MSCiv - 0600254-90.2024.6.21.0000 - Voto Relator(a) - Sessão: 17/06/2025 às 16:00

VOTO

Eminentes colegas:

Ao indeferir, in limine litis, a medida liminar pleiteada pelo impetrante, assim me pronunciei (ID 45948731), verbis:

De início, proclamo a competência desta Justiça Eleitoral para o julgamento do presente mandado de segurança. Como já reiteradamente proclamado pelo colendo TSE, em havendo colisão de interesses entre ente regional e municipal de agremiação partidária e que de algum modo possa acarretar reflexos na competição eleitoral", haverá a controvérsia de ser solvida pela justiça especializada (v.g.: MS n. 0601453-16, Rel. Min. Luiz Fux, j. em 29.9.2016; AgR-REspe n. 31.913, Rel. Min. Fernando Gonçalves, j. em 12.11.2008; Ed-AgR-Respe n. 23.913, Rel. Min. Gilmar Mendes, 26.10.2004).

No caso dos autos, ainda que se cuide de matéria nitidamente interna corporis e que por conseguinte haveria de ser solucionada pela Justiça Comum, não há se olvidar, contudo, que os fatos narrados pelo impetrante, ao menos em tese, podem gerar efeitos nas eleições municipais que se avizinham, no município de Triunfo.
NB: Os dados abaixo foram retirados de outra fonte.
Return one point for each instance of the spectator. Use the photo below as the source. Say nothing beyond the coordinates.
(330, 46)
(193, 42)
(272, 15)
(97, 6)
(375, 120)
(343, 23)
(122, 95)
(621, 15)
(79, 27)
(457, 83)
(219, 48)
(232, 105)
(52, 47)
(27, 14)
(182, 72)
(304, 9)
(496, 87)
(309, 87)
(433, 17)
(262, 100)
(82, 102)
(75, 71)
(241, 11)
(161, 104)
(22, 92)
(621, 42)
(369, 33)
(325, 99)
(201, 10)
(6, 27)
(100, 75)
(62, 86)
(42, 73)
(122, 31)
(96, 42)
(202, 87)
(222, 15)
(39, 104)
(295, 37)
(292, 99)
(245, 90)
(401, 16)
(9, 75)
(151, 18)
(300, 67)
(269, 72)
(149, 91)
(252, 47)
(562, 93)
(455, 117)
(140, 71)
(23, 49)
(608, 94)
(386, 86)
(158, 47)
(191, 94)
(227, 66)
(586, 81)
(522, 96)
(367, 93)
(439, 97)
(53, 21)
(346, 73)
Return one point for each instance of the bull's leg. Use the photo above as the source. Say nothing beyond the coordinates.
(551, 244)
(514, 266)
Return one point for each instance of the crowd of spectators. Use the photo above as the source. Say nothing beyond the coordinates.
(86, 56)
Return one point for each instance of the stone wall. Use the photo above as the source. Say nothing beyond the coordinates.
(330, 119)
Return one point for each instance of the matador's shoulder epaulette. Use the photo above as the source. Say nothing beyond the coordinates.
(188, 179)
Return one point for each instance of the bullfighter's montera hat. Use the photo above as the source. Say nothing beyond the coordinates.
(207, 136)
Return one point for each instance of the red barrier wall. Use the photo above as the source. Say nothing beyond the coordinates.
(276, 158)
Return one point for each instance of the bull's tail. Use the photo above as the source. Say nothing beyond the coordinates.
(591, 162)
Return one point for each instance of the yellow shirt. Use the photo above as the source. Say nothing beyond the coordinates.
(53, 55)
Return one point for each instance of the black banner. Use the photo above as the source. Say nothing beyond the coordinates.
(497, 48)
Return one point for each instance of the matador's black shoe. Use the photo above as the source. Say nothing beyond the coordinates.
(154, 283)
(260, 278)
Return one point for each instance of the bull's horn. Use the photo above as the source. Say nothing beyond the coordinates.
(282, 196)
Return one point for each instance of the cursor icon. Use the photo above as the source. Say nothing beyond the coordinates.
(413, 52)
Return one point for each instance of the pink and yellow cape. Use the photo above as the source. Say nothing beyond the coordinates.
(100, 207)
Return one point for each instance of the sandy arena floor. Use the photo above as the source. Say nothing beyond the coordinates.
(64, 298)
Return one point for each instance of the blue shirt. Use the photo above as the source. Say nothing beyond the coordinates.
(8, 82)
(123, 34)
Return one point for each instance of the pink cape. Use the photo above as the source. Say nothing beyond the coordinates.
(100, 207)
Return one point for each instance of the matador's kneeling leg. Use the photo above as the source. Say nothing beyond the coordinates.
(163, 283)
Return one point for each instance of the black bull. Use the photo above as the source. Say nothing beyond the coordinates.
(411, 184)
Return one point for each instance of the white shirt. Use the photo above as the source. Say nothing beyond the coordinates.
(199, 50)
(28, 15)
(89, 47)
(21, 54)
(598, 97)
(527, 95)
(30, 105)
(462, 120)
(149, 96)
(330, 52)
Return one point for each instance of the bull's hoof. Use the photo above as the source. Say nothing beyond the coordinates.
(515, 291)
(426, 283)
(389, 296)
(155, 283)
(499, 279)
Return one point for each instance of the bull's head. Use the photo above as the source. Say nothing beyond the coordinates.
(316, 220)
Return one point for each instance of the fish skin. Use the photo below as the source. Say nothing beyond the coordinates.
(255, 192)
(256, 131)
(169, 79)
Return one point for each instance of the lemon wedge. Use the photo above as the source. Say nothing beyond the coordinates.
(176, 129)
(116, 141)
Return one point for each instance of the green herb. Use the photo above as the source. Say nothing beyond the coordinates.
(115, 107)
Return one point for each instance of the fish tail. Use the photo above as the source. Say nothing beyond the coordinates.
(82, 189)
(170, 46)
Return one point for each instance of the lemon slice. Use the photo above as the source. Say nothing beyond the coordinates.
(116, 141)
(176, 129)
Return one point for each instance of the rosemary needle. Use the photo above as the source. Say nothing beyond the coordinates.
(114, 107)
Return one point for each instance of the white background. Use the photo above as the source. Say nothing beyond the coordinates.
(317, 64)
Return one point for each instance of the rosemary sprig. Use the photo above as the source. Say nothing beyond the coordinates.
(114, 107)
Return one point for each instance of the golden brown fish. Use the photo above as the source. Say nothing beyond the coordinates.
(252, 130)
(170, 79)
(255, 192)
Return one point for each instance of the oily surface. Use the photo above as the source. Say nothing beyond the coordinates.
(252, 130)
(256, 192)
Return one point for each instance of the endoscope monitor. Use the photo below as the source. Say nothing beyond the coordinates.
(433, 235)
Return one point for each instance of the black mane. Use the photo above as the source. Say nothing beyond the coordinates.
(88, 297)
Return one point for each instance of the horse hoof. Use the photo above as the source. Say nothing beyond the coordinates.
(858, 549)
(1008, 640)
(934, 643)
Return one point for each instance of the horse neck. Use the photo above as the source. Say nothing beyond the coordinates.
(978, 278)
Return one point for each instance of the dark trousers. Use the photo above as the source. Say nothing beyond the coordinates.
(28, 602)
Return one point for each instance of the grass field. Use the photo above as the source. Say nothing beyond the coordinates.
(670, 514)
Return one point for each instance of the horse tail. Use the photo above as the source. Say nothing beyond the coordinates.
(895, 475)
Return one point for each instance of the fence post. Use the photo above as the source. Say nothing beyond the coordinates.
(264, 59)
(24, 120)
No que diz respeito à viabilidade de impetração de mandado de segurança contra ato de dirigente partidário, a Lei n. 12.016/2009, em seu art. 1º, § 1º, equiparou a autoridades, forma expressa, "[...] os representantes ou órgãos de partidos políticos [...]", de modo que aqui também o presente remédio constitucional se afigura cabível, quando hipoteticamente considerado.

Ademais, ainda que os partidos políticos sejam pessoas jurídicas de direito privado (art. 44, inc. V, do Código Civil, c/c art. 1º da Lei n. 9.096), há comando legal expresso para que se considere como autoridade coatora (de momento, por hipótese) o Presidente do PL do Rio Grande do Sul. Neste sentido, colaciono decisão do TRE/RJ nas eleições de 2020 - MS n. 0600143-05, Rel. Des. El. Guilherme Couto de Castro, j. em 04.6.2020.

No mesmo passo, uma vez fixada a competência da Justiça Eleitoral e admitida a possibilidade de que o representante de órgão partidário figure como autoridade coatora, o Tribunal Superior Eleitoral também tem assentado que "incumbe aos Tribunais Eleitorais, e não aos juízos de primeiro grau, a competência para o julgamento de ato oriundo de órgãos estaduais das agremiações - MS n. 0601038-62, Rel. Min. Luís Roberto Barroso, j. em 16.9.2018".

Com suporte nas premissas apresentadas, passo a analisar o pedido de concessão de segurança em caráter liminar.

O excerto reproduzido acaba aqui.